Om terug te komen op Zeus en het onderwerp van dit
verhaaltje. Volgens de antieken heeft Zeus (of de natuur) ons met een doel
geschapen. Hij heeft ons het vermogen gegeven om door rationeel na te denken
een gelukkig leven te leiden. De stoïcijnen trekken hieruit de conclusie dat
het mogelijk is door het gebruik van bepaalde technieken onaangename emoties te
vermijden. Tegenwoordig kan een andere redenering gevolgd worden. Door de evolutie
(of de natuur) heeft de mens bepaalde emoties en neigingen gekregen die de kans
op overleven en voortplanten vergroten. Dezelfde evolutie heeft ons daarbij ook
het vermogen gegeven om door onze ratio te ‘misbruiken’ deze voorprogrammering
opzij te zetten.
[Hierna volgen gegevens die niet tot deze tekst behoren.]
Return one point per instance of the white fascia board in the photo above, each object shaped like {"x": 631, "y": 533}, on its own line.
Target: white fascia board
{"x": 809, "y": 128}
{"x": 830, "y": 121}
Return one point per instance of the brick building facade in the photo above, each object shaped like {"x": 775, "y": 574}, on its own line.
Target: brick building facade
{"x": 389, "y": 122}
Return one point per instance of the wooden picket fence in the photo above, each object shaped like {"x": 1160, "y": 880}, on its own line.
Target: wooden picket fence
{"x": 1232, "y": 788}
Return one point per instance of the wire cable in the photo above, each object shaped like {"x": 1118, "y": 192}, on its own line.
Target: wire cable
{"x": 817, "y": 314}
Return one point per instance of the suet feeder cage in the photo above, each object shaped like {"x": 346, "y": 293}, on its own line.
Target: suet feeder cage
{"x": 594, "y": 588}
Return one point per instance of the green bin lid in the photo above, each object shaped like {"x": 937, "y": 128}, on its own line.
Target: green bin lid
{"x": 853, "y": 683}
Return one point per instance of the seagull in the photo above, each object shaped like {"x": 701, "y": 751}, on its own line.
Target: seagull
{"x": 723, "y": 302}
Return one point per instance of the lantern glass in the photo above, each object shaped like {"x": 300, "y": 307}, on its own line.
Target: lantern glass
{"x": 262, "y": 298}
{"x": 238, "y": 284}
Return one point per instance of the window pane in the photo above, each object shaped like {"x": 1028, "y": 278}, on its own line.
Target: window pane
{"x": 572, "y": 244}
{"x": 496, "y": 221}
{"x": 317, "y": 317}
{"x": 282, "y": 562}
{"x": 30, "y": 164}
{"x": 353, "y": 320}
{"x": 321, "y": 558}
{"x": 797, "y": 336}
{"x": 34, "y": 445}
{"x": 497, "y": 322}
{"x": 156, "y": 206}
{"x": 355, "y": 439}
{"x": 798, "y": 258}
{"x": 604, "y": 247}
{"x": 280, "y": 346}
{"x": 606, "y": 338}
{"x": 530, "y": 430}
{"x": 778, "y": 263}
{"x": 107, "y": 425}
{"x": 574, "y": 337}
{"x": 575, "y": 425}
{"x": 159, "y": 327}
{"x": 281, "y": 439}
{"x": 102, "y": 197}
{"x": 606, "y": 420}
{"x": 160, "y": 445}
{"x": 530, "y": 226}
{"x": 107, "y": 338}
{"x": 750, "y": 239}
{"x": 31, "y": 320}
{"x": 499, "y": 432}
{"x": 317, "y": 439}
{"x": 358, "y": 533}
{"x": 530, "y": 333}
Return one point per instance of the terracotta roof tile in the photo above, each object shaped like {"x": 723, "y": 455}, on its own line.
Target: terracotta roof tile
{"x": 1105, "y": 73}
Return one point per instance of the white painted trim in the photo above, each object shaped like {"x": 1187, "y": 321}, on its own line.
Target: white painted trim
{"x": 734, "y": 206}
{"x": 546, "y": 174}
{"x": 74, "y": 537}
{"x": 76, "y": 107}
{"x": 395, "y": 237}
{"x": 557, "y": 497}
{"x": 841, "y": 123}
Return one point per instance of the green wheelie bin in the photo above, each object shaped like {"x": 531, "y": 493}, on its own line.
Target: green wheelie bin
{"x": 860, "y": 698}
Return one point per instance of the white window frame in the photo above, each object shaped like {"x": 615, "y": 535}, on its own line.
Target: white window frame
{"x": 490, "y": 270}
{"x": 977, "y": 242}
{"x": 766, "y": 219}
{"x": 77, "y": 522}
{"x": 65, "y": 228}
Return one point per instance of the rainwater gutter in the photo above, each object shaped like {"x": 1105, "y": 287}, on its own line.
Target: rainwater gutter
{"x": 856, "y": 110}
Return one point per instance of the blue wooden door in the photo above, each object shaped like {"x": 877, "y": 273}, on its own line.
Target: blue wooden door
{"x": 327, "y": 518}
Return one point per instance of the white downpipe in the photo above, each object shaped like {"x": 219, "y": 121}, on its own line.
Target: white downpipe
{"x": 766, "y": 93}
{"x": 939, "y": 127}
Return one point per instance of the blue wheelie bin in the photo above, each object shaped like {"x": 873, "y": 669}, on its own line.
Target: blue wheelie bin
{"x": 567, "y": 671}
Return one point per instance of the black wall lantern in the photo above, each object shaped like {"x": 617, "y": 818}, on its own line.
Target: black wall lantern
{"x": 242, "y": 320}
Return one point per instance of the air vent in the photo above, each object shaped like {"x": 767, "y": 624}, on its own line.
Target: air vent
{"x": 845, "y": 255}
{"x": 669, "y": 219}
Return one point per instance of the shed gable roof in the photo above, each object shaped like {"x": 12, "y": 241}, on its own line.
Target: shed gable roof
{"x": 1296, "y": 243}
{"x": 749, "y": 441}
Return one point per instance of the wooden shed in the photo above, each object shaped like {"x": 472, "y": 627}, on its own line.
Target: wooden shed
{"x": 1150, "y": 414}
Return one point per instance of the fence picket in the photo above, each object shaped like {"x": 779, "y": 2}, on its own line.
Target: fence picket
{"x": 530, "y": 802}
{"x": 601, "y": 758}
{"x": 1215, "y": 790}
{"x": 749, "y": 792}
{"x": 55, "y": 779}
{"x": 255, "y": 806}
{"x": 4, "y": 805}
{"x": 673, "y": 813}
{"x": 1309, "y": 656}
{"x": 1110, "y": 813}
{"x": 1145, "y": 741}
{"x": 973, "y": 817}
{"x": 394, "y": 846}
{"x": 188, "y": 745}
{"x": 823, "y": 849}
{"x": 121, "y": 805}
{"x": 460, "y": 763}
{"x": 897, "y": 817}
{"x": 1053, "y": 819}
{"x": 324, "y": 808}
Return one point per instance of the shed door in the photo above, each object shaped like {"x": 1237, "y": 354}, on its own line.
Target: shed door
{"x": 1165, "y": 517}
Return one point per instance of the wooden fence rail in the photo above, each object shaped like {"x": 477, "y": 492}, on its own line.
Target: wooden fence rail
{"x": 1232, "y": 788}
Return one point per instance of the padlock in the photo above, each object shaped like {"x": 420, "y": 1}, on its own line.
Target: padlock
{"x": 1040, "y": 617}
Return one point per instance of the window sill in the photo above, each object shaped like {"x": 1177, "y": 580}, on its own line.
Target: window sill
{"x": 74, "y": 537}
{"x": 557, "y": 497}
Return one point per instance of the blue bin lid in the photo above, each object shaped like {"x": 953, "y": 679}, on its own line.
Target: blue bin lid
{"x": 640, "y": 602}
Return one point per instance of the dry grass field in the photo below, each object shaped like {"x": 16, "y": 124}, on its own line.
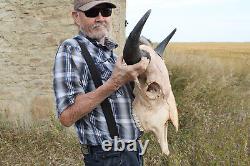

De technieken die de oude stoïcijnen ontwikkeld hebben om
minder negatieve emoties te ervaren kunnen nu nog steeds ingezet worden om ons
welzijn te verhogen. De redenering is niet heel anders en leidt tot dezelfde
conclusie. Namelijk dat de stoïcijnse levensfilosofie nog steeds een heel goede
optie is om een goed en prettig leven te leiden.